Once you have determined which shows you want to do, try to figure out ways to have products that will not compete with the other vendors. Do you breed something unusual? Do you have customers from whom you can consign interesting and different animals? Do you have a line on a product no one else seems to carry? Do you make your own cages, or cage furniture? These should be the focus of your table. If you have something for which you are the sole vendor, you are liberated to set the price such that you can make a profit. Even if you bring nothing but corn snakes, keep your price reasonable, but do not low-ball. When someone asks you why your corn snake is a bit more than the guy a table over, explain that you offer backup and a place to go if there are problems. Don’t overtly criticize a specific competitor, but it is easy to throw a cloud of doubt over fly-by-nights in general. Stand by the quality of what you offer.


Remarkably, even given the extra expenses (table fee, extra personnel, gas, etc.), it is possible with a bit of strategic planning, to make a profit at a reptile show. When you add in the customers you can attract into your store (often on the same day!), the shows can even be a bonanza for you.

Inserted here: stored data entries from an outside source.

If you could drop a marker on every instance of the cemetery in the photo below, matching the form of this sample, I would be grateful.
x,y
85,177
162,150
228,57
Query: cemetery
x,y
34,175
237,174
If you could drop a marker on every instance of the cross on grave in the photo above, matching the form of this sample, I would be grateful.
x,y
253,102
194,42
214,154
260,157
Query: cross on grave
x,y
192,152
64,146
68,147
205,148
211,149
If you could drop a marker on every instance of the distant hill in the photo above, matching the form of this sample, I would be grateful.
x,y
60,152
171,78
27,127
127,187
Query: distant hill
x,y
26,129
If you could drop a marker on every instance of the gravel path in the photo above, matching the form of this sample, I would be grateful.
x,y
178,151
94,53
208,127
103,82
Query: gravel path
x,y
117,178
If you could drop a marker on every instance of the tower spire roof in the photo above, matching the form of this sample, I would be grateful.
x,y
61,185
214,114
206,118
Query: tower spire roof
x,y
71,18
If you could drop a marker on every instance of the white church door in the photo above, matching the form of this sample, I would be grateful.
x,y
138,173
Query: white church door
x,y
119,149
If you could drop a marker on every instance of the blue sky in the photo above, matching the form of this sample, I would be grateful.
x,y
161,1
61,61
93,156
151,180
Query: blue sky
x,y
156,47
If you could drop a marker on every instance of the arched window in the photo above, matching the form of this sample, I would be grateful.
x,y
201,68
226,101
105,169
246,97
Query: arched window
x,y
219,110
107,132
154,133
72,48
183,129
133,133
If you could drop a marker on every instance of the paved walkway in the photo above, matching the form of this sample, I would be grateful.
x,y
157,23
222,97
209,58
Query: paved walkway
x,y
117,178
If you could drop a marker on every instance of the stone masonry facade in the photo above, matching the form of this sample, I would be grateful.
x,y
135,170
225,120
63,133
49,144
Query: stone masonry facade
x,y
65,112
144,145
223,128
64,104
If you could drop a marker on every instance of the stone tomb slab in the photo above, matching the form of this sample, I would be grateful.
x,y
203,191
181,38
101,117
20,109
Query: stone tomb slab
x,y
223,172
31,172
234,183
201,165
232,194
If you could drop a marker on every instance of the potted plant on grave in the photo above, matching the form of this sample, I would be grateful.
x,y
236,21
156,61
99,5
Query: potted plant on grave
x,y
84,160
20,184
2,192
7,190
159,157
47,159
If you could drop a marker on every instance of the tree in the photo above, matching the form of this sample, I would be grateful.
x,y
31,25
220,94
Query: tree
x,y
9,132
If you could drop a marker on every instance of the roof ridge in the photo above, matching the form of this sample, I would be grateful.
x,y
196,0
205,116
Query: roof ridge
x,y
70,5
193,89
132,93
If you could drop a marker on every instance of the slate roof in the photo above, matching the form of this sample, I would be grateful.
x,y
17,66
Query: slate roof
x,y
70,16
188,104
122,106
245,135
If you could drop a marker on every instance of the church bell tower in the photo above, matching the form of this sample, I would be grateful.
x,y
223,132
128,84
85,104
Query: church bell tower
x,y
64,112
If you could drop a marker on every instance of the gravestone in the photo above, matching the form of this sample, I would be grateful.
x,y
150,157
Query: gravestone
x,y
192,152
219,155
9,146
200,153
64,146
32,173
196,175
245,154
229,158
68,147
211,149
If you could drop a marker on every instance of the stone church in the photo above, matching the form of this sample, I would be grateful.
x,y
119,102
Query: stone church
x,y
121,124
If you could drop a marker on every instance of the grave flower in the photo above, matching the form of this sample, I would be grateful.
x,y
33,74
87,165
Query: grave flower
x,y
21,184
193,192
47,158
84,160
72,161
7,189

Two More Strategies to Pursue

As a vendor, you will be there for setup and thus privy to what people are selling before the general public has seen a thing. Get there in time to not only set up but to pre-shop. While I think it rude and off-putting to try to bargain at that point, it is entirely possible you will see things you need at prices you think are way under market value. I have seen vendors whose show stock is derived largely from bargains they have scooped up off others’ tables in the hours before the show opens.


The end of the show can also be a fruitful time for a savvy retailer. A lot of people want to go home with nothing and would rather sell off their remaining stock at a pittance than take it home. As a retailer, this is a great time to pick up bread-and-butter stock for the upcoming year.


Consider the shows not so much as an immediate profit center, but as a resource for continued sales throughout the year, and you can indeed turn them into a positive aspect of your retail experience. They are, if nothing else, a necessary and useful part of your advertising budget.  PB


Owen Maercks has enjoyed being immersed in the world of professional herpetoculture for nearly 40 years. His store, the East Bay Vivarium in Berkeley, Calif., is one of the oldest and largest herptile specialty stores in the U.S.